Enora* est l’une d’elles. Après des mois de galère, elle a enfin décroché un CDI. Problème, elle n’a pas de voiture pour s’y rendre et le RSA qu’elle touchait jusqu’à maintenant ne lui permet pas de s’en acheter une. Comme elle, près de 15 millions de personnes en France se trouveraient en situation de précarité mobilité. Un des principaux freins pour trouver un emploi.

Un dispositif poussé par les écolos

Alors pour tenter de les aider et d’éviter à près de 1,3 million de véhicules par an de finir à la casse, de plus en plus de garages solidaires se mettent en place sur les territoires. Ils récupèrent les voitures en bout de course et les réparent pour les louer ou les vendre à des publics prioritaires. D’un côté, les propriétaires font un don défiscalisé avantageux. De l’autre, les utilisateurs bénéficient d’un tarif 15 à 20% moins cher qu’en occasion pour louer ou acheter un véhicule. Une opération sociale et de recyclage en plein développement.

L’entreprise d’assurance auto et de protection anti-vol « Roule » s’est donnée pour mission de fédérer toutes ces initiatives solidaires de réparation automobiles. « Le concept existe depuis des années, on n’a rien inventé », admet Mathieu Andre Febrero, l’un de ses représentants. « Mais on essaie d’aider avec nos moyens à changer d’échelle ».  En réunissant 25 garages sur toute la France, le réseau Donnezvotrevoiture.org a permis d’augmenter le nombre de dons et de porter le sujet jusqu’au Parlement.

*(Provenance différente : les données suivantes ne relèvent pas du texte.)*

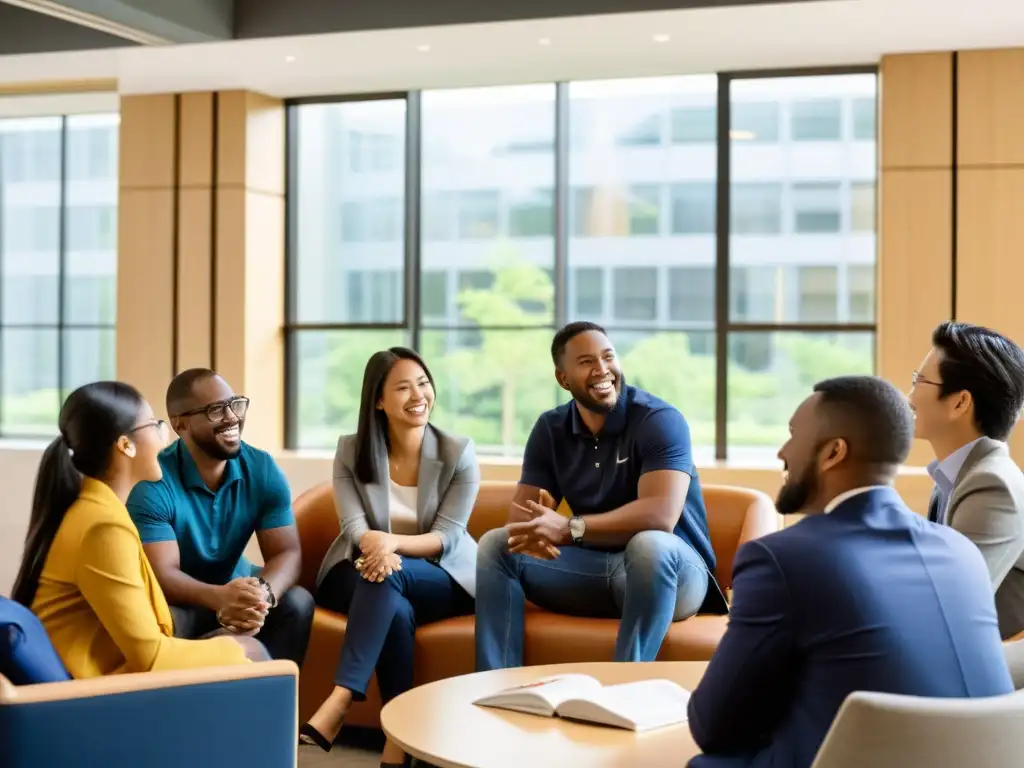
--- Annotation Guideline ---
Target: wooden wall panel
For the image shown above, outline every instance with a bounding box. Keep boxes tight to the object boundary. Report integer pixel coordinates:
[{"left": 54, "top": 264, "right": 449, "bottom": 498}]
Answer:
[
  {"left": 956, "top": 169, "right": 1024, "bottom": 462},
  {"left": 877, "top": 53, "right": 954, "bottom": 466},
  {"left": 214, "top": 91, "right": 286, "bottom": 451},
  {"left": 178, "top": 93, "right": 214, "bottom": 188},
  {"left": 119, "top": 93, "right": 177, "bottom": 189},
  {"left": 878, "top": 170, "right": 953, "bottom": 466},
  {"left": 956, "top": 48, "right": 1024, "bottom": 167},
  {"left": 879, "top": 53, "right": 953, "bottom": 170},
  {"left": 117, "top": 188, "right": 174, "bottom": 418},
  {"left": 175, "top": 186, "right": 213, "bottom": 372}
]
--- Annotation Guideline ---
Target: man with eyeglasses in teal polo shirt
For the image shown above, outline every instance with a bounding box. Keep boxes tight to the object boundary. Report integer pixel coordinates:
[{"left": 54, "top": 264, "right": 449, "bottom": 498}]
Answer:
[{"left": 127, "top": 369, "right": 313, "bottom": 664}]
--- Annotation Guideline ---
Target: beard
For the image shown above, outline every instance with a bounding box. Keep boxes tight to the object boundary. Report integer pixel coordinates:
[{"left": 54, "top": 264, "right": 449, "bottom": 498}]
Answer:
[
  {"left": 193, "top": 424, "right": 242, "bottom": 461},
  {"left": 569, "top": 373, "right": 626, "bottom": 416},
  {"left": 775, "top": 467, "right": 818, "bottom": 515}
]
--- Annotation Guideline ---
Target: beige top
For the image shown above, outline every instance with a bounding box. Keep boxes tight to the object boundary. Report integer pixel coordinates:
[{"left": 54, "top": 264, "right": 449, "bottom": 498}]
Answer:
[
  {"left": 381, "top": 662, "right": 708, "bottom": 768},
  {"left": 388, "top": 480, "right": 420, "bottom": 536}
]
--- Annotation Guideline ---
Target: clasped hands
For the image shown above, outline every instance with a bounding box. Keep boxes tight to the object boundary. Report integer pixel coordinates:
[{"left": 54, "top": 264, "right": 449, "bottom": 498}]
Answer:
[
  {"left": 217, "top": 577, "right": 270, "bottom": 636},
  {"left": 505, "top": 490, "right": 572, "bottom": 560},
  {"left": 355, "top": 530, "right": 401, "bottom": 583}
]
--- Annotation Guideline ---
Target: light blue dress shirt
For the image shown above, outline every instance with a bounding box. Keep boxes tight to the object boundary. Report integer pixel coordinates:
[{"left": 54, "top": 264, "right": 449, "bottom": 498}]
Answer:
[{"left": 928, "top": 437, "right": 981, "bottom": 525}]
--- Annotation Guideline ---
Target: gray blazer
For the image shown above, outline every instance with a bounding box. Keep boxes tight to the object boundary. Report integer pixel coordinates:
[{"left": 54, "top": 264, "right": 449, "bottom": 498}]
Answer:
[
  {"left": 928, "top": 437, "right": 1024, "bottom": 639},
  {"left": 316, "top": 424, "right": 480, "bottom": 596}
]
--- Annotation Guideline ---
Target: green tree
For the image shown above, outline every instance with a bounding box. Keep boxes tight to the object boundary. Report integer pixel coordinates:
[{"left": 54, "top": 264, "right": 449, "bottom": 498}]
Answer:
[{"left": 311, "top": 260, "right": 873, "bottom": 451}]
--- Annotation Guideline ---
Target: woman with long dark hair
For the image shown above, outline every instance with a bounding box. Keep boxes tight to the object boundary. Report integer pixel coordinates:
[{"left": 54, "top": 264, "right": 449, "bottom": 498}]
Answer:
[
  {"left": 12, "top": 381, "right": 265, "bottom": 678},
  {"left": 302, "top": 347, "right": 480, "bottom": 766}
]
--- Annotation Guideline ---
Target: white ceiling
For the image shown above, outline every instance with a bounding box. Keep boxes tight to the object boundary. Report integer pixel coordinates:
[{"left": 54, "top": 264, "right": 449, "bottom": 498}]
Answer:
[{"left": 0, "top": 0, "right": 1024, "bottom": 96}]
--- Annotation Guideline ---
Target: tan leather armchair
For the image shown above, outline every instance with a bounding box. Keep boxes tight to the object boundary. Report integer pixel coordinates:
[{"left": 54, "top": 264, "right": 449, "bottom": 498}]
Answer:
[{"left": 294, "top": 482, "right": 779, "bottom": 727}]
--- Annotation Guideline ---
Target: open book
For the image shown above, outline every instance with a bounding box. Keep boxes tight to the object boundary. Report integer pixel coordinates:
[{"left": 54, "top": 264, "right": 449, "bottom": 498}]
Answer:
[{"left": 473, "top": 675, "right": 690, "bottom": 731}]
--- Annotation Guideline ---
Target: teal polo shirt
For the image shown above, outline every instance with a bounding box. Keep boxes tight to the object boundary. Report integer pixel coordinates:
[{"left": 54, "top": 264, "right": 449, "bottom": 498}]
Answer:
[{"left": 127, "top": 440, "right": 295, "bottom": 585}]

En avril 2024, une disposition permettant aux collectivités locales d’acheter des anciens véhicules pour les mettre à disposition des plus défavorisés a en effet été adoptée, à l’initiative des députés écologistes. « Cela ne concerne que les institutions volontaires et aujourd’hui la plupart ne savent pas comment faire », nuance Mathieu, estimant que près de 15 000 véhicules par an pourraient tout de même être orientés vers la réparation avec les critères de la loi.

Se débarrasser de sa voiture sans embêtements

Au fond des garages, des parkings ou des vieilles bâtisses, en tout, il y aurait environ 13 millions de « véhicules dormants » en France, selon une estimation du journal Les Echos en 2020. « Mais il y a beaucoup d’épaves que nous ne pouvons pas récupérer », tempère Mathieu Andre Febrero.

Pour le garage solidaire d’Essonne mobilité – un des seuls référencés en Ile-de-France -, 20% des véhicules collectés finissent ainsi à la poubelle de recyclage, faute d’avoir pu être réparés. « Les dons gagnent pourtant en qualité avec le temps, pour atteindre une moyenne de 4 000 € en 2024 », indique le responsable du site, Jérôme Breton en précisant que pour les donateurs « ce n’est pas beaucoup plus avantageux que de vendre, mais c’est surtout moins d’embêtements. » Récupération de l’ancien véhicule et trajet vers le concessionnaire pour aller acheter le nouveau : le garage solidaire fait tout pour faciliter l’opération.

Main dans la main avec les concessionnaires

« Au début, les concessionnaires nous voyaient comme des concurrents, mais ils ont vite compris qu’on n’avait pas du tout la même clientèle », retrace Jérôme Breton. Au garage solidaire situé sur le site de l’université Paris-Saclay, les clients sont pour la plupart envoyés par France Travail. Accéder ainsi à un véhicule bon marché leur permet souvent de retourner dans la vie active. « On permet même aux concessionnaires d’avoir des futurs clients », sourit Jérôme. Le garage emploie également une dizaine de personnes en insertion, qui deviennent pour la plupart mécaniciens pour les grandes enseignes des alentours.

Après avoir presque doublé le nombre de véhicules remis en état en sept ans, le garage d’Orsay diversifie maintenant ses activités. À côté des voitures, des scooters ou des trottinettes électriques, il entretien et met aussi à disposition les vélos en libre-service de la région Ile-de-France. Quant à la question de transformer les véhicules thermiques en électriques, le directeur du site s’en arrache les cheveux. « Nous sommes en France dans une situation totalement ubuesque où les restrictions font que les démarches sont chères et compliquées. Alors que d’autres pays comme la Roumanie le font très bien. » Une marge de manœuvre délicate alors que le leasing social, prévu par Emmanuel Macron pour permettre aux plus défavorisés d’acheter des voitures électriques, vient d’être affaibli par le nouveau gouvernement… faute de budget conséquent.